There will always be a plentiful supply of data scientists on-hand to perform hand-cut custom data science. For what most businesses requirements, the typical data scientist is over-skilled. Only other data scientists can understand their work and, importantly, only other data scientists can check their work.
What businesses require for most tasks are people with the data-engineering skills of data scientists and not necessarily their statistical skills or their understanding of a scientific-method of analysis.
Data engineering on a big scale is fraught with challenges. While Excel and Google Sheets can handle relatively large (~1mn row) datasets there is not really a similar software solution that allows easy visualization and manipulation of larger data sets. NoSQL / SQL-databases are required for super-scale data engineering, but this requires skills of the super-user. As ‘data-is-the-new-oil’ mantra makes its way into businesses, people will become exposed to a growing number datasets that are beyond the realm of the software available to them and, potentially, their skill sets.
At Knowledge Leaps we are building a platform solution for this future audience and these future use-cases.The core of the platform are two important features: Visual Data Engineering pipelines and Code-Free Data Science.
The applications of these features are endless; from building a customer data lake, or building a custom-data-pipeline for report generation or even creating simple-to-evaluate predictive models.

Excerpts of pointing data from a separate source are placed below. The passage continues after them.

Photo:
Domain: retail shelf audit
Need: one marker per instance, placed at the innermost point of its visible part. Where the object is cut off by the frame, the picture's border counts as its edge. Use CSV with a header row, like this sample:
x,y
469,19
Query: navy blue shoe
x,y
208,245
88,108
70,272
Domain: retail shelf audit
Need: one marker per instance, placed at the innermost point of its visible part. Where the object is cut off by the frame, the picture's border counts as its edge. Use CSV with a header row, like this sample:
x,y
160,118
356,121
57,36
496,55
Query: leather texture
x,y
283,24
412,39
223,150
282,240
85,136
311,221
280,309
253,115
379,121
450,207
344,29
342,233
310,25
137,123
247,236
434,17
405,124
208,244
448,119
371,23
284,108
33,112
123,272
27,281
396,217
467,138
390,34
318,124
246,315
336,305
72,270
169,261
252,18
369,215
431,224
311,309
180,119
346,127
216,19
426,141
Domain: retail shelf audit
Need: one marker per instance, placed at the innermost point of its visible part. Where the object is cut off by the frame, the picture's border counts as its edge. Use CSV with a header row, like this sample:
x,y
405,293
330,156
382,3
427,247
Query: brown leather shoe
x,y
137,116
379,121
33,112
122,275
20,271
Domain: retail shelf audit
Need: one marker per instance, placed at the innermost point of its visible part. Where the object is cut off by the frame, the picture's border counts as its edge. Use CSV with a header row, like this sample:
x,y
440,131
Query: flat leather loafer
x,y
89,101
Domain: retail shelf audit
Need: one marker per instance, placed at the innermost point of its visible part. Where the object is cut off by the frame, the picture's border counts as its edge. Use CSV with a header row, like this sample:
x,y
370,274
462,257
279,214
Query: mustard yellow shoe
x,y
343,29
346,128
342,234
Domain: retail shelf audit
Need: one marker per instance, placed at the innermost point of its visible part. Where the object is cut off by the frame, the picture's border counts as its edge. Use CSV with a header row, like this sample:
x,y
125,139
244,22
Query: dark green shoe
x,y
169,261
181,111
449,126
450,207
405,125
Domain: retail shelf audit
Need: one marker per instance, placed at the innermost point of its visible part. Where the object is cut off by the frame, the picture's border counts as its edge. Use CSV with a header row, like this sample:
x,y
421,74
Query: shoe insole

The patent that has just been awarded to Knowledge Leaps is for our continuous learning technology. Whether it is survey data, purchase data or website traffic / usage data., the technology we have developed will automatically search these complex data spaces. The data spaces covers the price-demand space for packaged goods, or the attitudinal space of market research surveys and other data where there could be complex interactions. In each case, as more data is gathered – more people shopping, more people completing a survey, more people using an app or website – the application updates its predictions and builds a better understanding of the space.
In the use-case for the price-demand for packaged goods, the updated predictions then alter the recommendations about price changes that are made. This feedback loop allows the application to update its beliefs about how shoppers are reacting to prices and make improved recommendations based on this knowledge.
In the survey data use-case, the technology will create an alert when the data set becomes self-predicting. At this point capturing further data is unnecessary to understand the data set and carries an additional expense.
The majority of statistical tools enable analysts to identify the relationships in data. In the hands of a human, this is a brute-force approach and is prone to human biases and time-constraints. The Knowledge Leaps technology allows for more systematic and parallelized approach – avoiding human bias and reducing human effort.
I’ve been analyzing data for 30 years.
I’ve studied science and engineering.
I read about science.
I taught myself to code and created a data engineering and analytics web application (KnowledgeLeaps.com).
I have thought a lot about my work as I have developed my domain expertise.
One of the things I have come to realize is that if you are designing and running experiments to prove / disprove a hypothesis, then you are performing science. You may even call yourself a scientist. Testing a hypothesis requires evidence, usually in the form of objective data. If you are a scientist, you use data, no matter what the discipline. You can’t be a scientist without data. The term data in Data Science is redundant, like calling yourself a Religious Priest or an Oral Dentist.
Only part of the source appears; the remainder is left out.